Since version 1.7.0 of Datafaker it's possible to specify transformation schema.

It also provides a set of ready to use transformers:

  • CSV
  • JSON
  • SQL
  • YAML
  • XML
  • Java Object

Schema

Schema is a set of rules describing what should be done to transform data from Datafaker representation to one of the supported formats. One of the main advantages of Schema is that the same schema could be used to transform to different formats.

Schema can be used in 2 ways: it could be used to generate data from scratch or it could be used to transform existing data.

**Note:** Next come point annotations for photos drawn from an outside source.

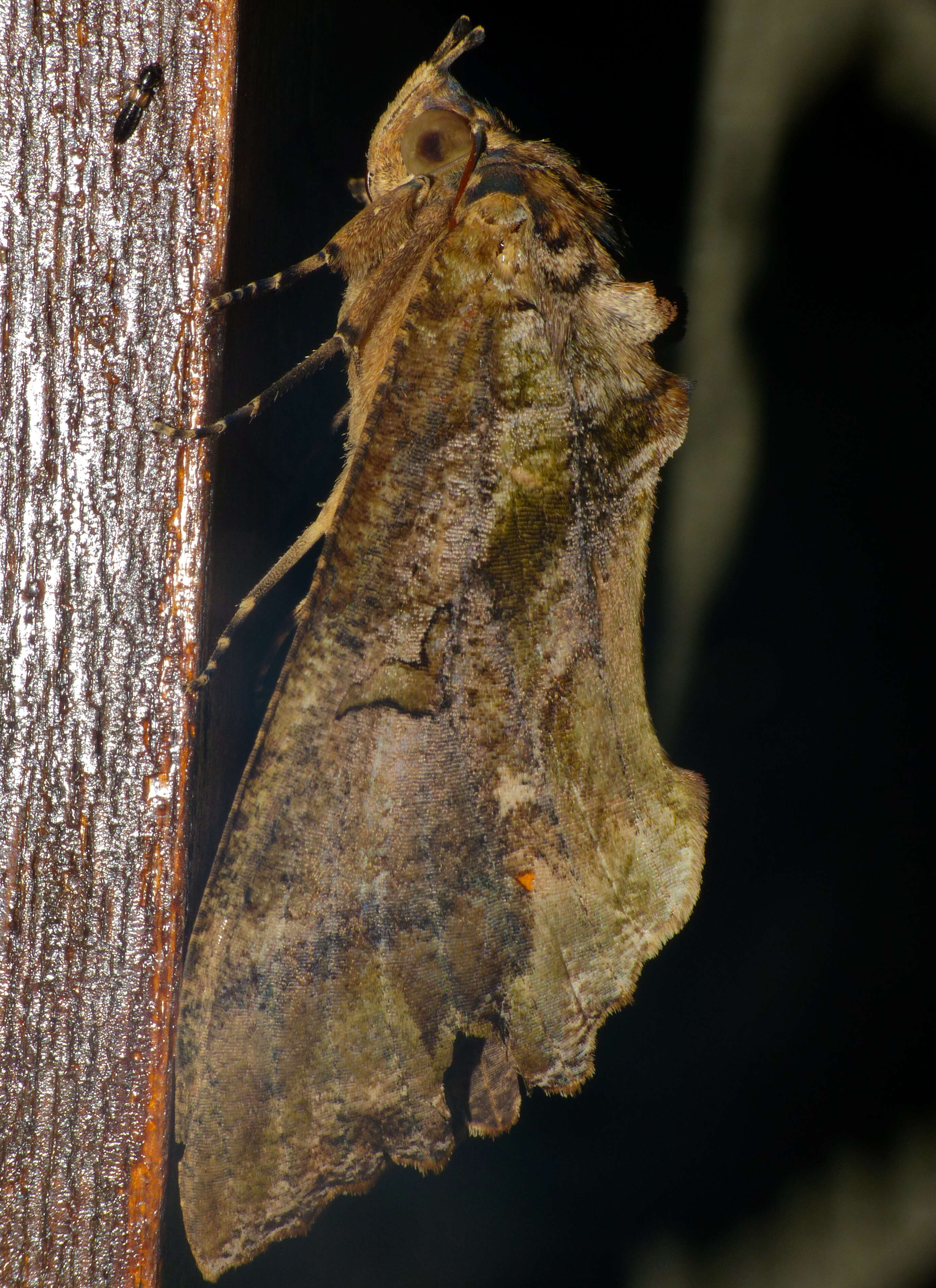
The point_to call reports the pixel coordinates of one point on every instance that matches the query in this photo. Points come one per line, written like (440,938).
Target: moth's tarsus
(280,281)
(165,431)
(316,360)
(299,548)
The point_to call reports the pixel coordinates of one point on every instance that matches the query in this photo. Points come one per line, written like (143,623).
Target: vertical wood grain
(106,261)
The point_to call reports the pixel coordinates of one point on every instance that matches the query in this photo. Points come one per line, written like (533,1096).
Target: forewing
(460,821)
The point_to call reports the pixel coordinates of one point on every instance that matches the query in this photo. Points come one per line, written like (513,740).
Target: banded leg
(264,285)
(264,400)
(249,603)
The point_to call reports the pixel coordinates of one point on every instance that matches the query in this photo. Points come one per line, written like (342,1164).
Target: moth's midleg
(249,603)
(277,283)
(316,360)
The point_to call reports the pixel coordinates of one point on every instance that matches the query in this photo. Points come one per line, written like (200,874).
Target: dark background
(795,1014)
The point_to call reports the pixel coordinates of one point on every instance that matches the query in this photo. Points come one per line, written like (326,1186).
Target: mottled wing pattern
(460,832)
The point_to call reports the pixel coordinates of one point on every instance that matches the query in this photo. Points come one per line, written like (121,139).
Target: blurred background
(765,1112)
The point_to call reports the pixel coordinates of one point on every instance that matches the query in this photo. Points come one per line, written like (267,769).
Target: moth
(137,102)
(457,839)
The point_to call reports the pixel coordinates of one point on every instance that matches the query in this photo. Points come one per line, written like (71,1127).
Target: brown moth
(457,840)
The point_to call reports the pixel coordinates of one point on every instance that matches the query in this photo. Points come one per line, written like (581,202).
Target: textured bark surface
(107,261)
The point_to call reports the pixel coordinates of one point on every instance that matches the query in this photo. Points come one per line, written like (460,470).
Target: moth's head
(432,124)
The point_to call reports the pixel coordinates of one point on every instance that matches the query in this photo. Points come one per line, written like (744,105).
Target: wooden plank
(109,258)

Example of schema definition:

    Schema<String, String> schema =
        Schema.of(
            field("first_name", () -> faker.name().firstName()),
            field("last_name", () -> faker.name().lastName()),
            field("address", () -> faker.address().streetAddress()));
    val schema = Schema.of(
        field("first_name",
            Supplier { faker.name().firstName() }),
        field("last_name",
            Supplier { faker.name().lastName() }),
        field<String, String>("address",
            Supplier { faker.address().streetAddress() })
    )

It is also supported nested(composite) fields e.g.:

    Schema.of(
        compositeField("key", new Field[]{field("key", () -> "value")}));
    Schema.of(compositeField("key", arrayOf(field("key", Supplier { "value" }))))

CSV transformation

CSV transformer could be build with help of CsvTransformer.CsvTransformerBuilder e.g.

     CsvTransformer<String> transformer =
        CsvTransformer.<String>builder().header(true).separator(separator).build();
    val transformer = CsvTransformer.<String>builder().header(true).separator(separator).build()

The following can be configured:

  • the separator and quotes could be specified with separator() and quote()
  • with or without header also could be specified with header()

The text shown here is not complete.